Neuroscience Research
Publication Date
DOI: 10.1016/0168-0102(87)90027-7
  • Interposito-Rubrospinal Connection
  • Rat
  • Wga-Hrp


Abstract The cerebello-rubromotor pathway, impinging on both spinal and facial motor nuclei, has been traced in the rat, using the bidirectional transport of horseradish peroxidase-wheat germ agglutinin conjugate. After injection of the tracer in the red nucleus (NR), retrograde labelling shows a topical arrangement of the cerebellorubral connection. The nucleus lateralis projects to the parvocellular NR (NRp) and the nucleus interpositus to the magnocellular NR (NRm). The nucleus interpositus anterior (NIA) reaches the entire NRm and this projection is topographically arranged: the medial NIA sends fibres ventrally, the lateral NIA dorsally. The medial two-thirds of the nucleus interpositus posterior (NIP) project only to the medial aspect of the NRm, with no apparent organization. No connection has been found between the lateral third of NIP and the NRm.
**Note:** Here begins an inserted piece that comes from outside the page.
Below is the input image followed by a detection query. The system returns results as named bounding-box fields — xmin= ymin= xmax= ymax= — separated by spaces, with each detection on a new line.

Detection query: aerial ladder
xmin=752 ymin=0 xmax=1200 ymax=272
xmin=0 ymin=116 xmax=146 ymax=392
After injection of the tracer in the spinal cord or the nucleus of the facial nerve, retrograde labelling is observed almost throughout the entire caudorostral extent of the NR, although labelling is more scant in NRp than in NRm. Rubrospinal and rubrofacial projections are somatotopically arranged in the dorsoventral direction: ventrolateral regions of NR reach the lumbar cord, medioventral regions the lower cervical levels, intermediary regions the upper cervical levels and finally the dorsalmost part of the NR projects to the nucleus of the facial nerve. After injection of the tracer in the cerebellar nuclei, anterograde labelling in the NR shows that interpositorubral connections determine two subregions in the NR: a lateral one under the exclusive control of the NIA, and a medial one under the control of both NIA-NIP afferents. It confirms in addition the topography of the NIA-NRm projection and shows the preponderant participation of the NIA afferents to the interpositorubral connection. Thus, it appears from our results that the cerebellorubral arrangement matches, to a great extent, the “rubromotor” efferent organization.